Il respiro appena percettibile e regolare di Emily mi indica che sta ancora dormendo. È rimasta nella stessa posizione in cui si è addormentata, proprio come il sottoscritto, nessuno dei due che ha provato a separarsi dall'altro.

Avvicino il viso alla sua nuca e inspiro a pieni polmoni il suo profumo. Pesca. Vorrei svegliarmi così ogni mattina.

«Mmmh...» Emily comincia a muoversi piano contro il mio corpo incollato al suo. «Evan?» Mi chiama con la voce impasta dal sonno e il mio cuore ha un sussulto astronomico.

Sapere che mi sta cercando, che sta chiamando me, mentre una parte del suo cervello è ancora domata dal dormiveglia, è l'unica risposta che necessitavo di avere.

«Ciao...» Sussurro piano, solleticandole il collo con la punta del naso.

Emily si gira sulla schiena e si apre in un sorriso radioso ancor prima di aprire gli occhi. «Ciao.» Risponde poco dopo, schiudendo le palpebre e mostrandomi così i suoi meravigliosi occhioni a goccia.

Il mio cuore fa una doppia capriola.

«Accidenti, Em...» Le scosto una ciocca di capelli dal viso, che ancora conserva la forma del cuscino. «Non pensavo fosse possibile, e invece...» Le sfioro la guancia con il pollice, lasciandomi andare a un sorriso vero. «Più ti guardo e più perdo la testa per te.» Confesso, forse più a me stesso che neanche a lei, perché non credevo che mi sarebbe mai capitato. Eppure, vedere questa ragazza svegliarsi piano tra le mie braccia e chiamare il mio nome nel sonno, per poi sorridermi l'attimo successivo, i capelli tutti arruffati e gli occhi ancora assonnati, mi ha fatto provare una sensazione al petto che neanche sono in grado di descrivere, ma che vorrei sentire continuamente.

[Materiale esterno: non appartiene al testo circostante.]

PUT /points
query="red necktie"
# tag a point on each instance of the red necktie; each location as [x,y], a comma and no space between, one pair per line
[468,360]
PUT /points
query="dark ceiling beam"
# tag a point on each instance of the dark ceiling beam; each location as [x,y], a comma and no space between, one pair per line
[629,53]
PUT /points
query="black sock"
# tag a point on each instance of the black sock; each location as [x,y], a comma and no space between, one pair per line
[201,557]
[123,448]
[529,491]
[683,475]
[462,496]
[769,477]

Non faccio in tempo a realizzarlo, che Emily mi si getta tra le braccia e mi stringe forte.

La faccio rotolare sopra di me e ci fissiamo entrambi negli occhi.

«Grazie per essere rimasto.» È la prima cosa che mi dice.

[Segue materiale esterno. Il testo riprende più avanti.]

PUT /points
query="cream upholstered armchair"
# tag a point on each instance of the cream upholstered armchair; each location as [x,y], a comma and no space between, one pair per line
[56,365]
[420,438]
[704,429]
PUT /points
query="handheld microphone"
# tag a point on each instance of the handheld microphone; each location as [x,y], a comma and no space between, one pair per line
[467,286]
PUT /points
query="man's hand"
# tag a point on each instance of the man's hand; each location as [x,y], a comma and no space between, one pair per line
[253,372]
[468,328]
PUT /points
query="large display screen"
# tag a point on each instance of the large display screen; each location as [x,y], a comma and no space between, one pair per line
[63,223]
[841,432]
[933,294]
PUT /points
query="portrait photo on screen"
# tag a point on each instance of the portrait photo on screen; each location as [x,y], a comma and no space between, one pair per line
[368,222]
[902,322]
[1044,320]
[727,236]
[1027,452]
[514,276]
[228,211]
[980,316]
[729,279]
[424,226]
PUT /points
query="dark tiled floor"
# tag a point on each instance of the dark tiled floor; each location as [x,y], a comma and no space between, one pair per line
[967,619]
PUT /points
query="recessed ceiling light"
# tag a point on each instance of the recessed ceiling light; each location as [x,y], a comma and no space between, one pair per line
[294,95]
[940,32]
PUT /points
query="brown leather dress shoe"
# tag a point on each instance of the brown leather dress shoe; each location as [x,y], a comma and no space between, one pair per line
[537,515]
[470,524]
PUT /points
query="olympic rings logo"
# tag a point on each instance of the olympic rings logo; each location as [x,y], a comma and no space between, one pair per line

«Ho promesso che ti avrei ascoltata e sono pronto a farlo. Quindi, se vuoi...»

«Voglio farlo, sì.» Ribatte lei decisa e si tira su a sedere, incrociando le gambe e posando le mani in grembo.

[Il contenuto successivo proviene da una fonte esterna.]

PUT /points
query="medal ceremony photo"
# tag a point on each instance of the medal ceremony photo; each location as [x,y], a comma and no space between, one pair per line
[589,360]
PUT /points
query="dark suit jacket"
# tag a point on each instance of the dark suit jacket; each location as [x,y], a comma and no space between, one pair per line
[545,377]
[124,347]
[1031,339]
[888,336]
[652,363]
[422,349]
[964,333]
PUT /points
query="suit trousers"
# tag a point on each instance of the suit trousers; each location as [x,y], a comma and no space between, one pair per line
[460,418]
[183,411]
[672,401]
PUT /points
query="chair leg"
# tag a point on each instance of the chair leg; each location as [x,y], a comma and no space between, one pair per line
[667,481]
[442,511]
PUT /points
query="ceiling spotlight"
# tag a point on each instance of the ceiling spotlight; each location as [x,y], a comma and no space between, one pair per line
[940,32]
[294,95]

Mi sollevo anch'io, poggiandomi alla testiera del letto.

«Okay, ti ascolto.» Annuisco, incoraggiandola a proseguire.

Lei inizia a torcersi le dita.

«Non so da dove cominciare...» Farfuglia, inquieta.

Mi piego in avanti e le intrappolo le mani nelle mie. «Em.» Cerco il suo sguardo che, nel frattempo, si era abbassato, e quando torna nel mio, proseguo. «Parti dall'inizio. Abbiamo tutto il tempo, d'accordo?»

La vedo annuire piano, poi corrugare la fronte e sussultare.

«Cos'hai fatto alla mano?» Spara fuori in un mezzo strillo allarmato.

Giusto... la mano.

«Niente, amore. Ora pensiamo solo a te, va bene?»

Emily sembra esitare, mi fissa con uno strano luccichio negli occhi, poi prende un respiro e comincia il suo racconto.

«Mio nonno sei mesi fa ha avuto tre ictus e abbiamo temuto che... morisse.» L'ultima parola le esce in un sussurro tremante, mentre un brivido freddo mi si riverbera nelle ossa.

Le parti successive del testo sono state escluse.